— Нет, молодые не злые, это старые, как собаки, стали. Молодые везут, да несут, а старые брешут, не престают. Вот, придешь, так свекрови своей и скажи… Молодые всё в работе, да в заботе, а мы старые им всё покоя не даем. Ну, лезь на печку, ножки-то у тебя все мокрые, погреешься, лезь на печку, и мы с тобой поговорим.
У меня сразу слезы градом и полились. Я забралась к бабушке Анне, а она, ничего не спрашивая, сама назвала имя моего мужа:
— Вот он, Егор-то твой, тебя любил, да вон как жалел, а вот Бог у тебя его взял, а Он, Господь-то, неизменный, никогда тебя теперь не оставит и не покинет. Ну вот, ты к нам пришла — пришла… если я тебе словечко скажу, и ты одно мое словечко положишь к сердечку — будешь христианочкой. А два словечка положишь к своему сердечку — будешь православная христианочка. А если три словечка мои упомнишь, то будешь истинно православная христианочка.
Я плачу, слезы градом льются, а сама не пойму от чего, от скорби ли или от чего еще.
— Ну об чём ты плачешь? Слезы-то, они разные бывают, — спрашивает она.
— Бабушка Анна, да я не знаю, о чем.
Она подводит меня к иконе явления Богородицы преподобному Серафиму и говорит:
— Ну, вот видишь, Царица Небесная явилась преподобному, а он ей сказал: «Легче мне с двенадцатью девами управиться, нежели с одной вдовой, их я на молитву поставлю, а у вдовы в голове муж, дети…» Так вот, если ты свое вдовство сохранишь, себя сохранишь, то вдовство твое превысит девство.
Я так обрадовалась и утешилась, что летела домой, как на крыльях.

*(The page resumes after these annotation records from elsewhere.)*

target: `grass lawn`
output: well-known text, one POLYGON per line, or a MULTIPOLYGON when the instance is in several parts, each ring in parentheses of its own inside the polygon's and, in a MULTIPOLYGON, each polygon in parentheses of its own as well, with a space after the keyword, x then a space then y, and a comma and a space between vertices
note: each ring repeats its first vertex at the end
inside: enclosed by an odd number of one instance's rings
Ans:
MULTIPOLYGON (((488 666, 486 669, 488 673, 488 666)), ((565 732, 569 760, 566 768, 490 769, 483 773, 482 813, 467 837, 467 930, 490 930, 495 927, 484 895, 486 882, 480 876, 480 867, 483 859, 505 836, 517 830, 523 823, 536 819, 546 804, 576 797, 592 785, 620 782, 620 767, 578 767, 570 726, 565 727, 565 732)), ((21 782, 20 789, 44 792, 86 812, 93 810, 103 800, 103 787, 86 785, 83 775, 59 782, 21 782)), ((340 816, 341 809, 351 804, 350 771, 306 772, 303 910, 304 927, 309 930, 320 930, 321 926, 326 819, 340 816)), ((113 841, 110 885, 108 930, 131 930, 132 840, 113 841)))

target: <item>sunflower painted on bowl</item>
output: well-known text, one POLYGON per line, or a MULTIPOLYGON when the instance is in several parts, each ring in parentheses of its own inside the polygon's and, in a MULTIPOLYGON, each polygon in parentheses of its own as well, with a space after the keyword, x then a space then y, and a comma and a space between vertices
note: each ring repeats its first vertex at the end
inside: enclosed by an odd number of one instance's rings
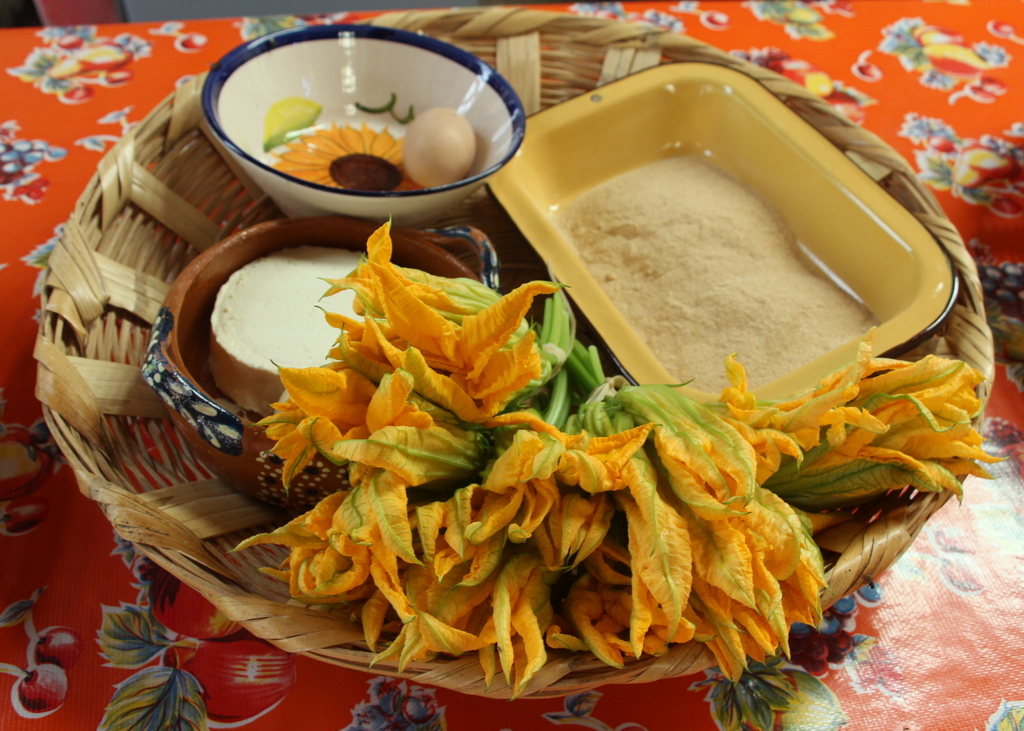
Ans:
MULTIPOLYGON (((393 97, 392 97, 393 98, 393 97)), ((336 122, 316 125, 321 105, 301 97, 267 113, 263 148, 272 167, 317 185, 354 190, 419 190, 402 164, 404 131, 336 122), (289 129, 298 126, 298 129, 289 129)))

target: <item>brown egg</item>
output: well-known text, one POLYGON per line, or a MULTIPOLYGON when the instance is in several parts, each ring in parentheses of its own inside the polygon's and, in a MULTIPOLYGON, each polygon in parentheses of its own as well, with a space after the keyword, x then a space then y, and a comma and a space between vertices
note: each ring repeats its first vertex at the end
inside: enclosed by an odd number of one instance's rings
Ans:
POLYGON ((416 116, 406 130, 406 172, 424 187, 447 185, 466 177, 476 155, 476 135, 455 110, 436 106, 416 116))

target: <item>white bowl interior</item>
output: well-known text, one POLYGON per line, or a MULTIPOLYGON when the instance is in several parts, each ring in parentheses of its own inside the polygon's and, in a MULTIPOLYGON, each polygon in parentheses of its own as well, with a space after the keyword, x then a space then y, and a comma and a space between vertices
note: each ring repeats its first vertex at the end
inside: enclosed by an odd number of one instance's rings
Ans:
POLYGON ((323 106, 316 125, 362 123, 404 135, 404 125, 389 114, 359 111, 356 103, 380 106, 396 96, 403 117, 434 106, 463 115, 476 135, 476 157, 467 177, 499 164, 512 143, 512 118, 501 96, 473 71, 430 50, 342 33, 338 38, 273 48, 246 61, 220 90, 217 116, 224 133, 254 159, 272 166, 263 152, 264 120, 280 99, 300 96, 323 106))

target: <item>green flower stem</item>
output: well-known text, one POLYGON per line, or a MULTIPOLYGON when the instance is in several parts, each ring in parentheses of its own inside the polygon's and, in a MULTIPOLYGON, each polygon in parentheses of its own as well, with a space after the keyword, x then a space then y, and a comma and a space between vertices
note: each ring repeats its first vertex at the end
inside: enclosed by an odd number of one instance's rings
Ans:
POLYGON ((17 665, 9 664, 7 662, 0 662, 0 673, 4 673, 6 675, 12 675, 15 678, 29 677, 29 671, 23 668, 18 668, 17 665))
POLYGON ((551 381, 551 399, 548 401, 548 410, 542 417, 544 421, 551 424, 558 430, 565 426, 565 420, 569 416, 569 372, 567 369, 559 371, 551 381))

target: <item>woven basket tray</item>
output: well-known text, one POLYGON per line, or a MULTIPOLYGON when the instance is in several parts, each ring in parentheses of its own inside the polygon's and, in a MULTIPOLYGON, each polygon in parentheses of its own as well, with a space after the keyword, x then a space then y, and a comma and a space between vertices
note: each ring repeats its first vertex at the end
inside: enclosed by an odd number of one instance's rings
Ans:
MULTIPOLYGON (((949 252, 963 284, 945 331, 910 357, 936 352, 982 374, 993 370, 991 334, 973 260, 932 195, 891 147, 803 87, 685 36, 646 26, 525 8, 408 11, 376 25, 435 36, 495 66, 527 114, 631 73, 669 61, 726 66, 753 77, 813 125, 913 214, 949 252)), ((239 541, 286 520, 276 509, 225 487, 182 446, 163 402, 143 383, 148 328, 170 283, 199 251, 282 214, 228 162, 203 123, 202 78, 178 88, 100 161, 50 256, 36 347, 37 395, 81 489, 117 532, 202 592, 253 634, 291 652, 367 671, 373 655, 345 617, 290 600, 257 571, 276 547, 228 554, 239 541)), ((488 233, 507 288, 543 277, 532 251, 483 192, 441 223, 488 233)), ((982 399, 988 395, 981 387, 982 399)), ((861 509, 859 522, 819 536, 830 566, 826 606, 877 577, 910 545, 949 492, 904 490, 861 509)), ((278 552, 275 552, 278 551, 278 552)), ((642 683, 714 664, 699 643, 673 646, 625 670, 586 654, 552 653, 523 695, 565 695, 607 683, 642 683)), ((396 675, 382 662, 374 673, 396 675)), ((509 697, 473 656, 414 663, 419 683, 509 697)))

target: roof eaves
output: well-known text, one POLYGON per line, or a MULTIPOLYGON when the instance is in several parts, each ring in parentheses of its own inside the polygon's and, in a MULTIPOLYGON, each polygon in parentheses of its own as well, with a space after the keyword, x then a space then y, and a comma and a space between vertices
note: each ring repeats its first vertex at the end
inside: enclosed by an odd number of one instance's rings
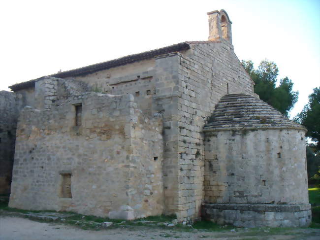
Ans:
MULTIPOLYGON (((151 51, 147 51, 140 53, 128 55, 116 59, 114 59, 113 60, 93 64, 92 65, 89 65, 88 66, 78 69, 58 72, 57 73, 50 75, 50 76, 64 78, 88 75, 98 71, 105 70, 111 68, 125 65, 135 62, 152 58, 161 54, 187 50, 190 48, 190 45, 203 43, 217 43, 219 42, 220 42, 220 41, 190 41, 183 42, 161 48, 158 48, 151 51)), ((43 77, 41 77, 35 79, 31 80, 20 83, 17 83, 10 86, 9 87, 11 89, 11 90, 14 91, 24 88, 32 87, 34 86, 34 83, 36 81, 43 77)))

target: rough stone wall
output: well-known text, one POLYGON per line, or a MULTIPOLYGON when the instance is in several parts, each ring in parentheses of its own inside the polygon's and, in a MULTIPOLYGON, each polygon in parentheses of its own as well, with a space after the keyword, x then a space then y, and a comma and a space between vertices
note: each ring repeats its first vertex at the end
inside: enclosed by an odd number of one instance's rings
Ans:
POLYGON ((207 135, 206 203, 309 203, 303 131, 245 129, 207 135))
POLYGON ((180 56, 179 207, 181 217, 194 219, 204 197, 202 128, 223 96, 253 94, 254 85, 226 40, 193 45, 180 56))
POLYGON ((113 95, 132 94, 138 107, 151 115, 152 96, 156 93, 155 60, 112 68, 74 80, 87 83, 90 91, 113 95))
POLYGON ((0 194, 10 193, 18 118, 13 93, 0 92, 0 194))
POLYGON ((142 117, 131 95, 86 93, 51 107, 21 112, 10 206, 126 219, 162 213, 160 118, 142 117), (62 198, 65 173, 71 198, 62 198))
POLYGON ((20 111, 25 106, 35 105, 34 87, 30 87, 24 89, 19 90, 14 93, 17 98, 18 111, 20 111))
POLYGON ((156 58, 153 111, 163 116, 163 192, 164 213, 179 217, 178 189, 179 166, 178 153, 178 102, 180 96, 178 69, 180 60, 177 53, 156 58))

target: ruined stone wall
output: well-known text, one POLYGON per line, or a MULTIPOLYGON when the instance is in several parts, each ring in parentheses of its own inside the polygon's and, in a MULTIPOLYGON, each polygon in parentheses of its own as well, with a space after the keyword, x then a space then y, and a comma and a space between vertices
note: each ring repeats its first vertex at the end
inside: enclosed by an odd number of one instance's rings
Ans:
POLYGON ((141 118, 133 101, 131 95, 86 93, 51 111, 26 107, 9 206, 126 219, 161 214, 162 123, 141 118), (75 126, 80 103, 81 124, 75 126), (72 197, 65 198, 68 174, 72 197))
POLYGON ((253 82, 232 45, 197 44, 180 55, 178 128, 181 216, 199 218, 204 198, 202 128, 220 98, 228 92, 253 94, 253 82))
POLYGON ((177 53, 160 55, 156 58, 155 82, 156 94, 153 97, 153 110, 163 117, 163 192, 164 213, 176 214, 179 217, 179 166, 178 153, 179 118, 178 102, 178 69, 180 60, 177 53))
POLYGON ((18 118, 13 93, 0 92, 0 194, 10 193, 18 118))
POLYGON ((18 110, 20 111, 25 106, 34 106, 35 105, 34 87, 20 89, 16 92, 18 110))
POLYGON ((132 94, 138 107, 151 115, 152 96, 156 94, 155 65, 155 61, 152 59, 73 79, 87 83, 90 91, 113 95, 132 94))

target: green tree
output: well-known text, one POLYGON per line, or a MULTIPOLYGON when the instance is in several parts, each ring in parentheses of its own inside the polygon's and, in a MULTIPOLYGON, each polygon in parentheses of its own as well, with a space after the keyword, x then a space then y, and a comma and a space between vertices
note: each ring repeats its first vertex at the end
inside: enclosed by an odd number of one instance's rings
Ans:
MULTIPOLYGON (((313 93, 309 96, 309 102, 295 118, 295 120, 304 126, 308 132, 306 136, 317 143, 316 151, 320 150, 320 87, 314 88, 313 93)), ((320 154, 320 152, 318 153, 320 154)))
POLYGON ((298 92, 292 90, 293 83, 288 77, 278 82, 279 69, 273 62, 262 60, 257 69, 251 61, 241 61, 245 69, 255 82, 255 92, 260 99, 288 116, 298 101, 298 92))

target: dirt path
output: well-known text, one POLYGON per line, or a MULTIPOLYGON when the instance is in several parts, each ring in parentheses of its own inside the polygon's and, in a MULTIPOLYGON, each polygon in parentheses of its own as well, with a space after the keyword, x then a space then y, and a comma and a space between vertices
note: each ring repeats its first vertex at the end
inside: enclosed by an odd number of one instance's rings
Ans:
MULTIPOLYGON (((262 231, 262 230, 261 230, 262 231)), ((0 240, 307 240, 320 239, 320 229, 297 229, 284 231, 277 235, 265 231, 208 232, 194 230, 192 232, 170 229, 137 227, 106 229, 100 231, 83 230, 76 227, 57 223, 47 223, 16 217, 0 216, 0 240), (263 237, 261 236, 263 235, 263 237)))

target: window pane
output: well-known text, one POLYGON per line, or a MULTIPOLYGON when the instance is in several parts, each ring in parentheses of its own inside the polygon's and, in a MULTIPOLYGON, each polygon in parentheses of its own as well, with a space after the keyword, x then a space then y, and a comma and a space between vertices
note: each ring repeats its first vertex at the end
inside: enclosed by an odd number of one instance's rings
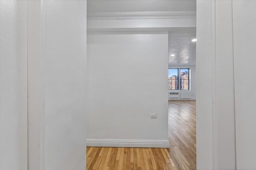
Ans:
POLYGON ((189 90, 189 80, 180 80, 180 90, 189 90))
POLYGON ((188 68, 180 68, 180 79, 188 80, 188 68))
POLYGON ((168 79, 178 80, 178 69, 169 68, 168 79))
POLYGON ((168 90, 178 90, 178 80, 168 80, 168 90))

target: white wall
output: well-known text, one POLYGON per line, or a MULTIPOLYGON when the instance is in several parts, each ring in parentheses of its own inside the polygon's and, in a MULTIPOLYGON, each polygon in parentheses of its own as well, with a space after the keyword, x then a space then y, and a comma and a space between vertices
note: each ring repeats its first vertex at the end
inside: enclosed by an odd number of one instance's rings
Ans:
POLYGON ((88 12, 196 11, 196 0, 94 0, 88 12))
POLYGON ((28 169, 27 4, 0 1, 0 169, 28 169))
POLYGON ((197 5, 197 168, 255 169, 256 2, 197 5))
POLYGON ((91 33, 87 41, 88 145, 168 147, 168 33, 91 33))
POLYGON ((84 170, 86 1, 28 2, 29 169, 84 170))
MULTIPOLYGON (((187 66, 169 66, 170 68, 190 68, 190 92, 191 93, 191 98, 190 99, 182 99, 182 100, 195 100, 196 98, 196 66, 195 65, 187 65, 187 66)), ((168 90, 169 92, 176 92, 177 90, 168 90)), ((179 90, 180 92, 186 92, 186 90, 179 90)))
POLYGON ((256 1, 232 4, 237 169, 255 169, 256 1))

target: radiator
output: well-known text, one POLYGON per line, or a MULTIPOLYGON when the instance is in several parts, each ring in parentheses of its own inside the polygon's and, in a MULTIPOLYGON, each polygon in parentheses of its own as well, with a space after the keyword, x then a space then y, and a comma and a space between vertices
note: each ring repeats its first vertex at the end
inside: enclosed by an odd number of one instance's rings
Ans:
POLYGON ((169 100, 180 100, 179 92, 169 92, 169 100))

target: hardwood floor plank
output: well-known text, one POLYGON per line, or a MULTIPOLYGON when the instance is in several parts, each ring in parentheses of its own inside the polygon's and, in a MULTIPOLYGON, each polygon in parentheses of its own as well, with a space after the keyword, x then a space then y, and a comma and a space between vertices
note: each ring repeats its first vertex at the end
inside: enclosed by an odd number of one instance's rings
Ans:
POLYGON ((86 170, 196 170, 195 101, 169 101, 170 149, 88 147, 86 170))

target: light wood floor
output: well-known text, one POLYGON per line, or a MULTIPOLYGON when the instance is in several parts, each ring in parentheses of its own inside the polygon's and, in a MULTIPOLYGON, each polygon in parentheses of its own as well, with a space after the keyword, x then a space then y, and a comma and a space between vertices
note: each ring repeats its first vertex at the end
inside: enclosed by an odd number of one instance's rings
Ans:
POLYGON ((196 102, 169 101, 170 148, 88 147, 87 170, 196 170, 196 102))

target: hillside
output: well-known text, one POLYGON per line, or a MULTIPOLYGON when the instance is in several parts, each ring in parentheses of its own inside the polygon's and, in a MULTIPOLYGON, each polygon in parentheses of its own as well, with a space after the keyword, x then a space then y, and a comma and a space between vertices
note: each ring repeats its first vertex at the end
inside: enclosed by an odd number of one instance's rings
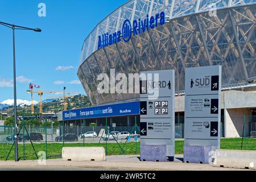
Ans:
MULTIPOLYGON (((74 96, 68 98, 68 110, 80 107, 89 107, 91 106, 89 98, 86 96, 81 94, 74 96)), ((34 106, 35 113, 39 113, 39 105, 37 104, 34 106)), ((7 109, 3 110, 3 112, 8 113, 9 115, 13 113, 14 107, 10 105, 7 109)), ((47 100, 43 101, 43 113, 56 114, 64 110, 63 99, 47 100)), ((29 105, 17 106, 17 111, 20 113, 30 113, 31 107, 29 105)))

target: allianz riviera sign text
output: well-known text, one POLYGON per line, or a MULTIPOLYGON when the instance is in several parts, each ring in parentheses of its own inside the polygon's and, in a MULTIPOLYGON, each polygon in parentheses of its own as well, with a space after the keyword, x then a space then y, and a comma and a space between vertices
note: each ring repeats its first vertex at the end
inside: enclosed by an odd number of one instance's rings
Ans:
POLYGON ((121 40, 121 35, 123 41, 128 42, 131 39, 132 32, 133 36, 139 35, 146 31, 148 31, 150 28, 153 29, 157 27, 159 23, 160 25, 165 23, 164 11, 150 18, 148 15, 147 15, 147 18, 144 20, 141 20, 141 18, 139 18, 138 20, 134 20, 133 22, 133 27, 130 21, 126 19, 123 24, 122 32, 119 30, 112 34, 109 35, 107 32, 98 36, 98 49, 119 42, 121 40))

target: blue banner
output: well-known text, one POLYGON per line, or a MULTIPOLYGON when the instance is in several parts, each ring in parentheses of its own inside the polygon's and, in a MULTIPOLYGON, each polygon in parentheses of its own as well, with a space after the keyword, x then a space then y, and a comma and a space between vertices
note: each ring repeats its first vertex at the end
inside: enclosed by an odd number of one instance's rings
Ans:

На прощание бабушка Анна мне сказала:
— Ну, каменьев еще наберешь, грехов еще наберешь — приходи опять.
Так стала я посещать Ванькину гору».
Подобным образом помогала ближним мать Анна. Этой же вдове она однажды пропела кант, который по смыслу соответствовал ее жизни и был пророческим. Удивительно, что из всех слышанных кантов, так часто звучавших в доме Петриных, женщина эта не могла запомнить и двух строк, а этот сразу же лег на сердце и запомнился полностью на всю жизнь.
Другой женщине, переносившей очень тяжелые испытания и безмерно скорбевшей, мать Анна сказала:
— Здесь, на земле, можно терпеть все. Ты теперь стоишь одной ногой на земле, а одной — в огне, а там те, кто в огне, нестерпимо мучаются и страдают.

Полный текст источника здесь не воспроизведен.